Outra tendência visível nas redes sociais é a crescente preparação para emergências: pessoas estocando alimentos enlatados, lanternas e garrafas de água, e montando mochilas de emergência.

Embora algumas figuras da oposição enquadrem a possibilidade de uma intervenção dos EUA como um ataque direcionado, outras alertam para o potencial de uma operação militar mais ampla e devastadora.

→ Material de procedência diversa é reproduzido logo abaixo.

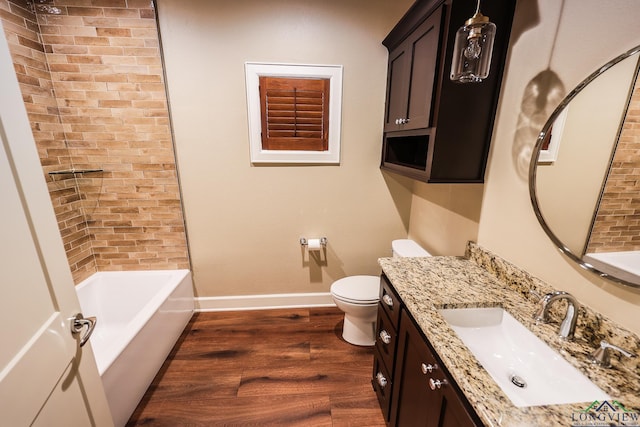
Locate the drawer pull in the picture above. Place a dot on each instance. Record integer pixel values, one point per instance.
(385, 336)
(428, 368)
(382, 381)
(436, 384)
(386, 298)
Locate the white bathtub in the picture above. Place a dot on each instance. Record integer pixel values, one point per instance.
(141, 315)
(624, 265)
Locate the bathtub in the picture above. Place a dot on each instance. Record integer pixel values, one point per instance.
(624, 265)
(141, 315)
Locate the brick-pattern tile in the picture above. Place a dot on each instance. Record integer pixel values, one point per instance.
(91, 77)
(617, 224)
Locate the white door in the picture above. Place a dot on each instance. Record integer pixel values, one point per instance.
(46, 378)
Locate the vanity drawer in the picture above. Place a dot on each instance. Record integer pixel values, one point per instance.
(389, 301)
(381, 382)
(386, 338)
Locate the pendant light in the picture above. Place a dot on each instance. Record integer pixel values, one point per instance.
(472, 49)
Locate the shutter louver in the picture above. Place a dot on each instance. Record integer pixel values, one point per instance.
(295, 113)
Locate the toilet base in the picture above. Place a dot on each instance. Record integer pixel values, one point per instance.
(359, 331)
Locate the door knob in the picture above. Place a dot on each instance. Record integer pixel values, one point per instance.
(78, 324)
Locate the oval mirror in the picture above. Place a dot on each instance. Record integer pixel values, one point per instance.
(584, 175)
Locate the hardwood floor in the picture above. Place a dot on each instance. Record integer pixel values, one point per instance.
(272, 367)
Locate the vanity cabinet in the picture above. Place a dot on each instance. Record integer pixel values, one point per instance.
(412, 385)
(436, 130)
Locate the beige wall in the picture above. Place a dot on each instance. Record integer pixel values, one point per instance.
(590, 35)
(244, 221)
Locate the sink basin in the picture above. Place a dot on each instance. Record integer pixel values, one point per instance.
(526, 369)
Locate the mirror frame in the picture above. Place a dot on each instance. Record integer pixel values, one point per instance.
(534, 164)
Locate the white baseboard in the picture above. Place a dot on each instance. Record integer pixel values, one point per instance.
(264, 302)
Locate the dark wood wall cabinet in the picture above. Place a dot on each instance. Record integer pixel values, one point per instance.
(411, 382)
(436, 130)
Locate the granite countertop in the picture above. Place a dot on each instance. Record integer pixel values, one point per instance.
(428, 284)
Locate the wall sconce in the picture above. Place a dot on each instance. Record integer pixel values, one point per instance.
(472, 49)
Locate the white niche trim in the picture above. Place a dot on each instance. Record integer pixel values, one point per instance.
(253, 71)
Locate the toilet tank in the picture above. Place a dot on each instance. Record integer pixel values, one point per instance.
(407, 248)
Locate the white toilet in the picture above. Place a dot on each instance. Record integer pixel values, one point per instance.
(358, 297)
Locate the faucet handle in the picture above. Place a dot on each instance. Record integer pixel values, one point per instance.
(541, 314)
(601, 355)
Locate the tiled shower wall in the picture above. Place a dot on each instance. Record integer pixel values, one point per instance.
(617, 224)
(91, 76)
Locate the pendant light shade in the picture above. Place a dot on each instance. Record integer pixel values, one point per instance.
(472, 49)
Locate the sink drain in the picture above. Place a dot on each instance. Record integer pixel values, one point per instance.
(518, 381)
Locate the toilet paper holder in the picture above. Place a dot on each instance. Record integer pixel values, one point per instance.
(305, 242)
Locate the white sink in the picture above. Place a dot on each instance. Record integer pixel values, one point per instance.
(526, 369)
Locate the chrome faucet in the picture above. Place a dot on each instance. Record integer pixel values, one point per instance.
(568, 325)
(601, 355)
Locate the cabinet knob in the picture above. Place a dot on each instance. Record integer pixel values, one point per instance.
(385, 336)
(428, 368)
(382, 381)
(386, 298)
(436, 384)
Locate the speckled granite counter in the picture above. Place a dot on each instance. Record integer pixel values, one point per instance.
(484, 280)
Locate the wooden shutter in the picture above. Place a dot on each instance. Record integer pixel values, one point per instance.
(295, 113)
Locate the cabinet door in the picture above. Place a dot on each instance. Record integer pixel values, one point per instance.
(414, 403)
(412, 71)
(452, 411)
(423, 44)
(397, 87)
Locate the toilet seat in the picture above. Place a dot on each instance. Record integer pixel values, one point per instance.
(363, 290)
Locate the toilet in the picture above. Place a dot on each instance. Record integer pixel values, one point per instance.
(358, 296)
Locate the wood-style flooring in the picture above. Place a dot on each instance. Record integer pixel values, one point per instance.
(272, 367)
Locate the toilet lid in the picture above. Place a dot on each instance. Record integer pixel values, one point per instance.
(357, 289)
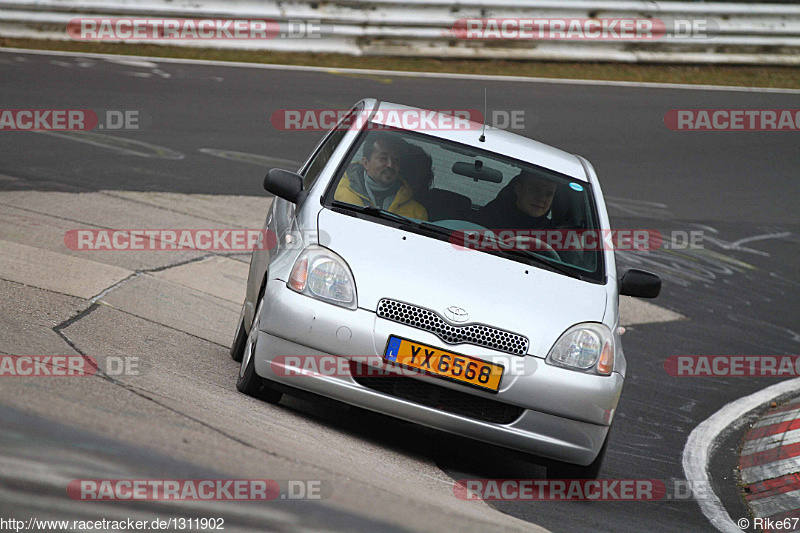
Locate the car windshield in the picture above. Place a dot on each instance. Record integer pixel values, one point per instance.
(474, 198)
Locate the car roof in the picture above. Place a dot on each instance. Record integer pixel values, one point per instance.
(496, 140)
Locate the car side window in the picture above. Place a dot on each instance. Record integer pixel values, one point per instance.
(325, 151)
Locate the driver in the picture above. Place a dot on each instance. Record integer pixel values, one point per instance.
(375, 180)
(523, 204)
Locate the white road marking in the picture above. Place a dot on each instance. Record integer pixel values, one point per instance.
(772, 441)
(699, 445)
(367, 72)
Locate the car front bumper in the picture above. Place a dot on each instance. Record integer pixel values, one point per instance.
(565, 415)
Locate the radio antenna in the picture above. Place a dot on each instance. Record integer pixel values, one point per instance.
(482, 138)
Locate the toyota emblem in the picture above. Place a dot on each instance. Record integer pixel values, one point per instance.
(456, 314)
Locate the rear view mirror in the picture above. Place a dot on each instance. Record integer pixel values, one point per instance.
(284, 184)
(477, 171)
(640, 284)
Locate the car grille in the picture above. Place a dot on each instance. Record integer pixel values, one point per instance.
(451, 401)
(478, 334)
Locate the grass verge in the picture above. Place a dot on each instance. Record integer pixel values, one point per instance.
(748, 76)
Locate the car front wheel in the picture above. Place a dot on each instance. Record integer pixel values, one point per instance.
(248, 381)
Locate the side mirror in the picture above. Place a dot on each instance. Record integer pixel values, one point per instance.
(640, 284)
(284, 184)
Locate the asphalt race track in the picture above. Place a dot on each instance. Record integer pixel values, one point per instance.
(206, 138)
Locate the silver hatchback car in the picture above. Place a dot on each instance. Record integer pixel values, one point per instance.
(444, 273)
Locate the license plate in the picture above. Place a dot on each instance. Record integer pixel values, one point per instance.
(447, 365)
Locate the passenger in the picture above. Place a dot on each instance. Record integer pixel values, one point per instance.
(376, 181)
(418, 170)
(523, 204)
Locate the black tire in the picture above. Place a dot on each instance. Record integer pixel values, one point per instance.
(248, 381)
(237, 348)
(559, 470)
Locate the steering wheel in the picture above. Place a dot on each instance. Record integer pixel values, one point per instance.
(529, 242)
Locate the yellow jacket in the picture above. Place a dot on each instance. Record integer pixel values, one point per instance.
(403, 204)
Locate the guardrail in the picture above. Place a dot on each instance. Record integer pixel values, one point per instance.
(731, 33)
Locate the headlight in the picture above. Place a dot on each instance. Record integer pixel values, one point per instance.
(587, 347)
(321, 274)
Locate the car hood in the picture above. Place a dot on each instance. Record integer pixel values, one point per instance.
(391, 263)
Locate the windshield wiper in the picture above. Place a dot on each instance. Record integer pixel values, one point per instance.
(388, 215)
(527, 254)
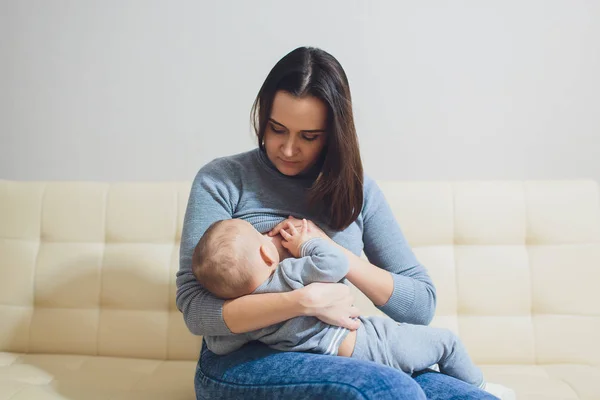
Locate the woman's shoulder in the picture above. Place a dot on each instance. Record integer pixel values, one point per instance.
(228, 166)
(370, 186)
(372, 195)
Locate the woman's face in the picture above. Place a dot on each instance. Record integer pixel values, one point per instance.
(295, 133)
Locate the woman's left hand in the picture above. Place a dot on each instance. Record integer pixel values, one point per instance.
(312, 227)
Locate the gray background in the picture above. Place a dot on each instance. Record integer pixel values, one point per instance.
(151, 90)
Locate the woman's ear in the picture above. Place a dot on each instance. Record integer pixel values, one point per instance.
(267, 256)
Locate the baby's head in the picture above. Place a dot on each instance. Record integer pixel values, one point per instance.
(232, 258)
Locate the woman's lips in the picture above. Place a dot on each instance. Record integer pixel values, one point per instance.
(289, 162)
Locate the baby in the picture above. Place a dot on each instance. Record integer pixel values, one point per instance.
(233, 259)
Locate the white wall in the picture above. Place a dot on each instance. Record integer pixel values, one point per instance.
(151, 90)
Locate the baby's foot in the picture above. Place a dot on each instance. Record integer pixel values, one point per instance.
(502, 392)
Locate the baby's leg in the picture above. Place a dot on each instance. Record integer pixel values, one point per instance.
(414, 348)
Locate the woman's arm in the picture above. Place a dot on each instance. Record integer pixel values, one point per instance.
(412, 295)
(213, 197)
(392, 279)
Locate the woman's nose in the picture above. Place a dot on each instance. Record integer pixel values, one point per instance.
(288, 148)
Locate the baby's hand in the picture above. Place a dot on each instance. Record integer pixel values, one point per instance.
(293, 239)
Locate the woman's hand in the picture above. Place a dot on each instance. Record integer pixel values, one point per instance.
(331, 303)
(312, 227)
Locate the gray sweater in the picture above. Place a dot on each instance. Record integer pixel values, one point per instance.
(249, 187)
(319, 262)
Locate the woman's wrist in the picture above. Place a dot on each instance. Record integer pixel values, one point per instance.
(298, 303)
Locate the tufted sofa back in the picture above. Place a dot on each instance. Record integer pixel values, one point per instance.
(89, 268)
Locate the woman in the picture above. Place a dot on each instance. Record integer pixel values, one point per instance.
(307, 165)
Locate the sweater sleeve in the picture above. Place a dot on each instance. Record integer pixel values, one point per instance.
(212, 198)
(320, 262)
(413, 299)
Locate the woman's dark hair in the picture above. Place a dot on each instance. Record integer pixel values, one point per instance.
(307, 71)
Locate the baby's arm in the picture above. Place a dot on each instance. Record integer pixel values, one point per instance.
(320, 262)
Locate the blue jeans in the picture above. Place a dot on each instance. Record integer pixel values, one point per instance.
(258, 372)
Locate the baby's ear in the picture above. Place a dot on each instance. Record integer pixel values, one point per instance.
(267, 256)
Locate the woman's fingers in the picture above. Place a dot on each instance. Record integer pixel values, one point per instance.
(281, 226)
(285, 235)
(291, 228)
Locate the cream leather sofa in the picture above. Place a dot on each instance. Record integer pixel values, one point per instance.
(87, 285)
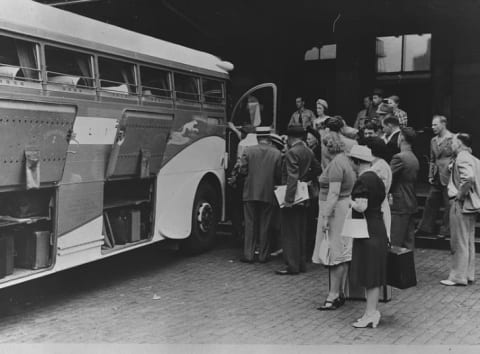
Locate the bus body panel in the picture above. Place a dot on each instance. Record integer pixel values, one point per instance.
(178, 181)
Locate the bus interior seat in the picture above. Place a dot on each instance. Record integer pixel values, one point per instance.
(10, 71)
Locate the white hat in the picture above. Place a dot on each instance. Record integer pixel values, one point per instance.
(263, 130)
(323, 103)
(361, 152)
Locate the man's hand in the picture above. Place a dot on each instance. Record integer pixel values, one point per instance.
(325, 225)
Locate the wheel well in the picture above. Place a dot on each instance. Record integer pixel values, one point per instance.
(212, 180)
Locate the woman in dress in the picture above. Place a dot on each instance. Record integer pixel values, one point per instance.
(336, 183)
(369, 256)
(383, 170)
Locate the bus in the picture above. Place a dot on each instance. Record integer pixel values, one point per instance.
(110, 140)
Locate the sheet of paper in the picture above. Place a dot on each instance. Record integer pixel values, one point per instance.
(300, 196)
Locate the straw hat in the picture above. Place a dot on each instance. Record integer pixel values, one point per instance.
(361, 152)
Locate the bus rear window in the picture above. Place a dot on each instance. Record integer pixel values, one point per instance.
(155, 82)
(18, 59)
(117, 76)
(212, 91)
(186, 87)
(68, 67)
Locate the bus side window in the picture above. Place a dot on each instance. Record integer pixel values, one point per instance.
(19, 59)
(67, 67)
(213, 91)
(186, 87)
(155, 82)
(117, 76)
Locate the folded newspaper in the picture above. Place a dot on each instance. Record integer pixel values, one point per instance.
(300, 196)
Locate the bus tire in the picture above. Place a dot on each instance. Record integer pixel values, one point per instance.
(205, 216)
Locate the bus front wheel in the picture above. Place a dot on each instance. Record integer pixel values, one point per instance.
(205, 215)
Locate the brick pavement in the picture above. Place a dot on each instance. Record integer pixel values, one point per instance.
(156, 296)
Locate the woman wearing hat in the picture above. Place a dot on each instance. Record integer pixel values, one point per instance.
(336, 183)
(369, 255)
(319, 122)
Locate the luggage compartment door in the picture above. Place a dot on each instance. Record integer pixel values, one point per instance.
(39, 128)
(139, 145)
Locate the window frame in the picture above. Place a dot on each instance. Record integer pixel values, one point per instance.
(402, 71)
(136, 76)
(216, 100)
(169, 80)
(175, 91)
(71, 49)
(38, 51)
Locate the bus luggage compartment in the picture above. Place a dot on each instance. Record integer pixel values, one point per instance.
(38, 131)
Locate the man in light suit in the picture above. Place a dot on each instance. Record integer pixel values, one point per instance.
(261, 165)
(299, 165)
(391, 128)
(438, 175)
(462, 220)
(404, 167)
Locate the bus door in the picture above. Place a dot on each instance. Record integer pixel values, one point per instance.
(132, 168)
(257, 107)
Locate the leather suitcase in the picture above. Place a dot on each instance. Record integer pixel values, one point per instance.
(32, 249)
(7, 252)
(125, 225)
(135, 223)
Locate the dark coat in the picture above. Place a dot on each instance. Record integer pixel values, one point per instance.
(261, 164)
(299, 165)
(392, 147)
(441, 155)
(405, 168)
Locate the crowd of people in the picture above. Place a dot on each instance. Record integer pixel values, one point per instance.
(368, 169)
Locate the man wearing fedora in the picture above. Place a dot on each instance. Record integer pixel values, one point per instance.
(404, 167)
(299, 165)
(261, 165)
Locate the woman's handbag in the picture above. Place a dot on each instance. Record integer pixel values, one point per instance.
(355, 228)
(401, 268)
(324, 249)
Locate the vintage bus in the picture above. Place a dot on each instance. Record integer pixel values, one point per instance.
(109, 140)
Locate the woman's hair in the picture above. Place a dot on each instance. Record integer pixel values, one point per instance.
(335, 124)
(333, 143)
(465, 138)
(409, 135)
(377, 145)
(314, 133)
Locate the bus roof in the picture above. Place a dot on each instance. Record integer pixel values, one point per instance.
(47, 22)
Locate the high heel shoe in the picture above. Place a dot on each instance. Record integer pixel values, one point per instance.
(370, 321)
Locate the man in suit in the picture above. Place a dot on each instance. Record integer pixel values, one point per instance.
(261, 165)
(404, 167)
(438, 175)
(299, 165)
(301, 117)
(462, 219)
(391, 128)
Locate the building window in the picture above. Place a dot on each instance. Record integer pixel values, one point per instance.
(325, 52)
(19, 59)
(67, 67)
(403, 54)
(117, 76)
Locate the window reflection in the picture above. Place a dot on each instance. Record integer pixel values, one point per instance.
(417, 52)
(389, 54)
(405, 53)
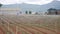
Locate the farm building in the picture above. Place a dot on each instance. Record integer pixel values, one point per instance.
(52, 11)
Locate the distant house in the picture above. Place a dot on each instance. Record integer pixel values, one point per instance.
(9, 10)
(53, 11)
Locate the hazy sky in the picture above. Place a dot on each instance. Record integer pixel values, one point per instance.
(40, 2)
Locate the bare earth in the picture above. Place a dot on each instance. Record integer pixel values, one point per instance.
(29, 24)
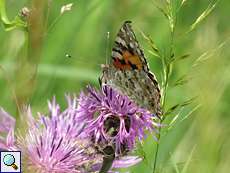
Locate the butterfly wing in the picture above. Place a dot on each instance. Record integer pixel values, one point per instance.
(130, 73)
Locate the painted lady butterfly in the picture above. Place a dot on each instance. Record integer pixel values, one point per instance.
(129, 71)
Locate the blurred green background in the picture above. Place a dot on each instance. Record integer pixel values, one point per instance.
(38, 69)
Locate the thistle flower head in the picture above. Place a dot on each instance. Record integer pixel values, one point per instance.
(113, 119)
(54, 143)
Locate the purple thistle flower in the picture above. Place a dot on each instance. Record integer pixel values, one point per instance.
(54, 143)
(113, 119)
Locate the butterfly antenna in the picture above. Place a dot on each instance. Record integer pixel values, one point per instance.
(107, 48)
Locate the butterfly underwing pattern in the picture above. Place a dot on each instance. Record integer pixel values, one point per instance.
(129, 73)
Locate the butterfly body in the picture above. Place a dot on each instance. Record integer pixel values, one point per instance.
(129, 72)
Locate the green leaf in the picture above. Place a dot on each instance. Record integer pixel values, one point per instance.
(203, 15)
(10, 25)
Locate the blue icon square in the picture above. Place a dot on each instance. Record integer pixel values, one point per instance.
(10, 162)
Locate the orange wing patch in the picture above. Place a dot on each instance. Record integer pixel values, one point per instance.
(129, 62)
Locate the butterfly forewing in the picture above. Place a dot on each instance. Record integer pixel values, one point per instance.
(129, 71)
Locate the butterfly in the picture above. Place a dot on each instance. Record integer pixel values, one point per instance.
(129, 72)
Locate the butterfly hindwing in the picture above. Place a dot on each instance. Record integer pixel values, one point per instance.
(129, 71)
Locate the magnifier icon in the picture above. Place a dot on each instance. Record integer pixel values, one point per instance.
(9, 160)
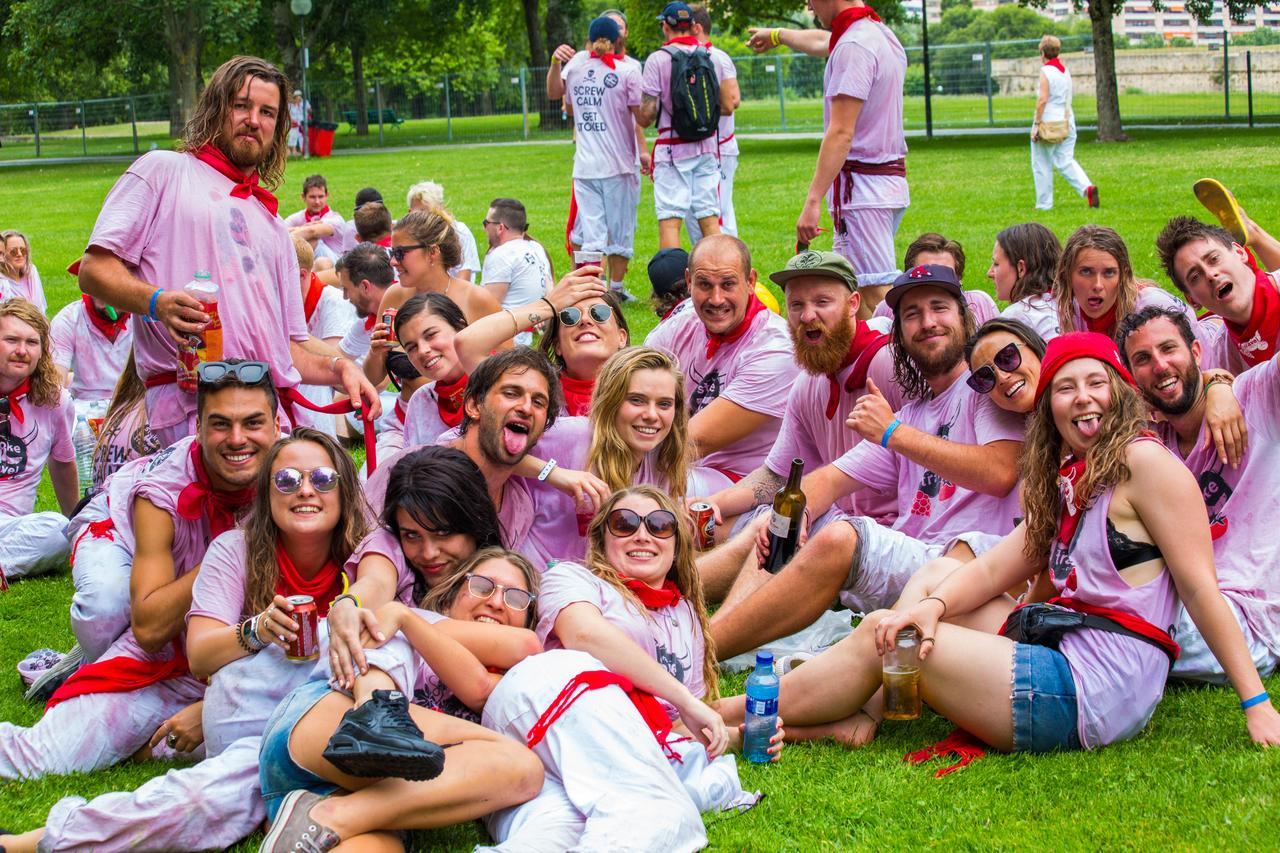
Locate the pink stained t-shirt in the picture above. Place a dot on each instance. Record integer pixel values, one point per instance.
(657, 83)
(604, 127)
(27, 446)
(169, 215)
(808, 434)
(1243, 503)
(869, 64)
(753, 372)
(94, 360)
(931, 509)
(671, 635)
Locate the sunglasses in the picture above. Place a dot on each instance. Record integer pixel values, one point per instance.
(625, 523)
(397, 252)
(600, 313)
(250, 373)
(481, 587)
(1009, 359)
(288, 480)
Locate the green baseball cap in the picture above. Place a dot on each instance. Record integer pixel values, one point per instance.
(814, 263)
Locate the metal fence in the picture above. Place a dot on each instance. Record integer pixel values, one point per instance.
(988, 85)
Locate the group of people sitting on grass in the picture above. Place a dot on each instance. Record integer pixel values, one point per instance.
(515, 609)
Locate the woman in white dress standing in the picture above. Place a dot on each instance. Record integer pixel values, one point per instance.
(1054, 131)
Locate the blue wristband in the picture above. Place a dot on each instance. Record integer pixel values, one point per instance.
(888, 430)
(1258, 699)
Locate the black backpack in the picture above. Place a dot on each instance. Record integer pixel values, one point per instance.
(694, 94)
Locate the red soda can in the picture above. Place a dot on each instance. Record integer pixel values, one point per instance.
(306, 644)
(704, 525)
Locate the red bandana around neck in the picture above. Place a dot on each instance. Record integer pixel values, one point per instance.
(323, 587)
(110, 329)
(666, 596)
(1256, 341)
(714, 341)
(448, 400)
(14, 398)
(846, 19)
(199, 498)
(245, 186)
(577, 395)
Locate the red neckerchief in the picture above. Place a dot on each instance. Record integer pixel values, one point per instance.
(867, 342)
(448, 400)
(666, 596)
(577, 395)
(1256, 341)
(245, 186)
(846, 19)
(199, 498)
(312, 300)
(110, 329)
(14, 397)
(323, 587)
(714, 341)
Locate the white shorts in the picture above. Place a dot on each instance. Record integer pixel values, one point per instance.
(607, 213)
(686, 186)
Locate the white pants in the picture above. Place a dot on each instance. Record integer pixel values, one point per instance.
(1061, 156)
(31, 544)
(728, 219)
(608, 785)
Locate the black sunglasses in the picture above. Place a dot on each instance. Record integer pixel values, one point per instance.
(600, 313)
(251, 373)
(625, 523)
(1009, 359)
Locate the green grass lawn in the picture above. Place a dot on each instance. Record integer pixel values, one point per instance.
(1191, 781)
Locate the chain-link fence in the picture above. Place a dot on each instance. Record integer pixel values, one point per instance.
(988, 85)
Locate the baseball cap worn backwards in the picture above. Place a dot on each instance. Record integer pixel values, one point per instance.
(822, 264)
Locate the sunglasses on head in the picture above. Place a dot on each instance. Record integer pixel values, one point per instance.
(288, 480)
(625, 523)
(1008, 359)
(515, 598)
(600, 313)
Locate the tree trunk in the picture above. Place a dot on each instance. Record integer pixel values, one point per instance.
(1105, 72)
(357, 80)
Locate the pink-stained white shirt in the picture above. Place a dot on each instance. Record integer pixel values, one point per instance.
(671, 635)
(94, 360)
(657, 82)
(931, 509)
(44, 434)
(602, 99)
(169, 215)
(753, 372)
(869, 64)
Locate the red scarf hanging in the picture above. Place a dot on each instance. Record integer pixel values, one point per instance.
(14, 398)
(245, 186)
(110, 329)
(864, 346)
(323, 587)
(577, 395)
(199, 498)
(846, 19)
(314, 292)
(714, 341)
(448, 400)
(666, 596)
(1256, 341)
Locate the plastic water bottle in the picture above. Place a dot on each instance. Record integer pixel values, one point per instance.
(762, 710)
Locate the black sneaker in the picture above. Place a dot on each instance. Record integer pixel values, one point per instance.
(380, 739)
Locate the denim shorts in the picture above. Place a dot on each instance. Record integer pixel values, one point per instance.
(278, 772)
(1045, 710)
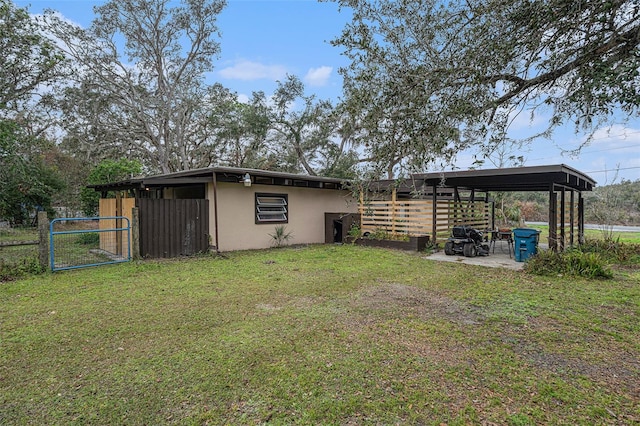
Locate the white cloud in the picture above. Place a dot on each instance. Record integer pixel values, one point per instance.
(248, 70)
(318, 77)
(243, 99)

A sensação de incerteza não se restringe ao Irã. Vários países aconselharam seus cidadãos a deixarem o país e, com o aumento das tensões regionais, a importância da próxima rodada de negociações parece ser de ordem existencial.

Para milhões de pessoas dentro do Irã, as próximas semanas prometem pouca clareza – apenas a esperança de que a diplomacia prevaleça antes que o medo se transforme em realidade.

Sem uma saída clara para a crise, o panorama emocional dentro do Irã é marcado por exaustão, polarização social e hipervigilância.

Com a aproximação da próxima rodada de negociações, o público oscila entre uma tênue esperança de diplomacia e uma aguda consciência de que eventos muito além do seu controle podem remodelar seu futuro da noite para o dia.

Para muitos, o Irã parece estar agora em um limbo tenso, onde tudo — e nada — pode mudar de uma só vez.